Reliance Industries and Bharti Enterprises have agreed to end negotiations over the sale of the latter's stakes in two insurance services firms, set up in a joint venture, with France's AXA. The agreement was announced on Friday. A statement by Reliance said the negotiations to acquire Bharti's 74 percent stake in the life and general insurance ventures were terminated as it was "unable to reach (an) agreement on the long-term vision and joint governance of the ventures" with AXA.

In June, Reliance industries, the country's largest listed company agreed, provisionally, to buy out Bharti's stakes, as part of its decision to move beyond its core operations in the energy industry. Neither party has disclosed any details of the transactions.

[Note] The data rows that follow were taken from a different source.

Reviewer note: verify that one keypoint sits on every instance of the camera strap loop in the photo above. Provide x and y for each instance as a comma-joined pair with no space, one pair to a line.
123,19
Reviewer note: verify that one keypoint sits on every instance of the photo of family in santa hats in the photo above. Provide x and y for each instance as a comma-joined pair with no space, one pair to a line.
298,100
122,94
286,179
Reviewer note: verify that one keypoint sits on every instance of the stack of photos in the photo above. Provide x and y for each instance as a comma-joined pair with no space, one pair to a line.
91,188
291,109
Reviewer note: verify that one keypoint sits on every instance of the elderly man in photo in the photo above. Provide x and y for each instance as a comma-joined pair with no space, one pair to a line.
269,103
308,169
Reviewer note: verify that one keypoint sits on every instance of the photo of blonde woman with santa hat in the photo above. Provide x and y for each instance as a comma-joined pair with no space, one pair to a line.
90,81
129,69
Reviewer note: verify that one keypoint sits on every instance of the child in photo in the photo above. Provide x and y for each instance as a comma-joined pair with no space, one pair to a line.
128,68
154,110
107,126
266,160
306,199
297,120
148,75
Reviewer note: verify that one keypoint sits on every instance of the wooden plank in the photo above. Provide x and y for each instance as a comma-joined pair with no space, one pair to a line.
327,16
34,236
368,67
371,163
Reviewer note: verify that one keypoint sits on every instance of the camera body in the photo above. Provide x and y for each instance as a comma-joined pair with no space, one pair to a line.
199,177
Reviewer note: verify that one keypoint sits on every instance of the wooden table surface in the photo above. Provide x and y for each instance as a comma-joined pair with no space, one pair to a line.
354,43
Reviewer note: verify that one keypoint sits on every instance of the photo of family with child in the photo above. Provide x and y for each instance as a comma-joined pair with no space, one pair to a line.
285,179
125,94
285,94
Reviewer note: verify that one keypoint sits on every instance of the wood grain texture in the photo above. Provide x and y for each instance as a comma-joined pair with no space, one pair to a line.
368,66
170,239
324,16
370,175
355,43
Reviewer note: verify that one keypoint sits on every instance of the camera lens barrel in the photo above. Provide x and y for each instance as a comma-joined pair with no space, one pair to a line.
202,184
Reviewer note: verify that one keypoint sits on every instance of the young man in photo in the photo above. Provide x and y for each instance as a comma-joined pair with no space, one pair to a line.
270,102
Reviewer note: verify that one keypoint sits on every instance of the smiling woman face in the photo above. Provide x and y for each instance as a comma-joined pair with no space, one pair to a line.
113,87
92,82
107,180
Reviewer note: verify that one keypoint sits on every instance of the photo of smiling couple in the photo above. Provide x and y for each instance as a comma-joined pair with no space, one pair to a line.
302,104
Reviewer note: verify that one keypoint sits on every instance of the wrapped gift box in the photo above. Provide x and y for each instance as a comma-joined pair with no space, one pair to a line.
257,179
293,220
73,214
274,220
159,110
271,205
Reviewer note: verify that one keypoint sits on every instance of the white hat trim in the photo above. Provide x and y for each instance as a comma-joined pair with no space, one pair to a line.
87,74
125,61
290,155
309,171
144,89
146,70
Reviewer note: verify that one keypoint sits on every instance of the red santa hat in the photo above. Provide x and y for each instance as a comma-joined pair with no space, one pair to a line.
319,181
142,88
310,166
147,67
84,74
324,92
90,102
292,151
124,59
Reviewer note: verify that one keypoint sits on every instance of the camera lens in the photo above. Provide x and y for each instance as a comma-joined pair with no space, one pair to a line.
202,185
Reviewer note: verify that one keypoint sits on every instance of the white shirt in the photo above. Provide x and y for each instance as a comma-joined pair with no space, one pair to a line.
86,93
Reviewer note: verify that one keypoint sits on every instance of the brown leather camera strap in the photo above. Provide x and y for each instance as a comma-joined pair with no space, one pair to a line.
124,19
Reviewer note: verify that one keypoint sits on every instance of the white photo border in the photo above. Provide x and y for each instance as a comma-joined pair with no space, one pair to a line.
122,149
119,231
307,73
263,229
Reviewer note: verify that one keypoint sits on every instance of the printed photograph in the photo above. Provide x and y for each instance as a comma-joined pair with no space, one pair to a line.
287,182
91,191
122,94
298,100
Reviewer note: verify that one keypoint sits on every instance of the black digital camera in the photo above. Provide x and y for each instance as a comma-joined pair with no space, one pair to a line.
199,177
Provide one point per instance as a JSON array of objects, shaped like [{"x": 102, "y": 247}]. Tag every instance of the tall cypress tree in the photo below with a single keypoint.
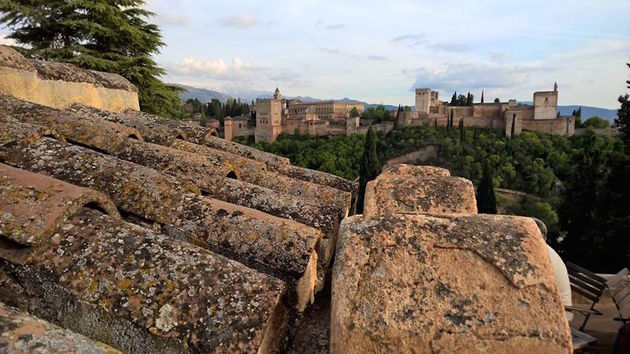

The original plan was to own, along with associates Reliance Industrial Infrastructure Ltd., 57 and 17 percent, respectively of the business in the life and general insurance organizations. Growth in the energy industry has been below expectations over the past year, prompting Reliance Industries to consider diversification into areas like telecommunications, financial services and retail.

Bharti Enterprises, which controls mobile services provider Bharti Airtel, set up Bharti AXA Life Insurance and Bharti AXA General Insurance, in 2006. In an earlier communication, the company indicated that neither venture fit in with its long-term plans but confirmed on Friday that both insurance divisions will continue to develop its operations in India. Bharti's telecom unit is currently weighed down by the weight of a $9 billion acquisition of Kuwait-based Zain Group's African mobile operations, as well as the costs of launching its own 3G network in India.

A spokesman for Paris-based AXA declined to comment.

Ahead of the announcement, Reliance shares ended down 2.5 percent in a weak Mumbai market. Bharti Airtel closed 0.9 percent lower.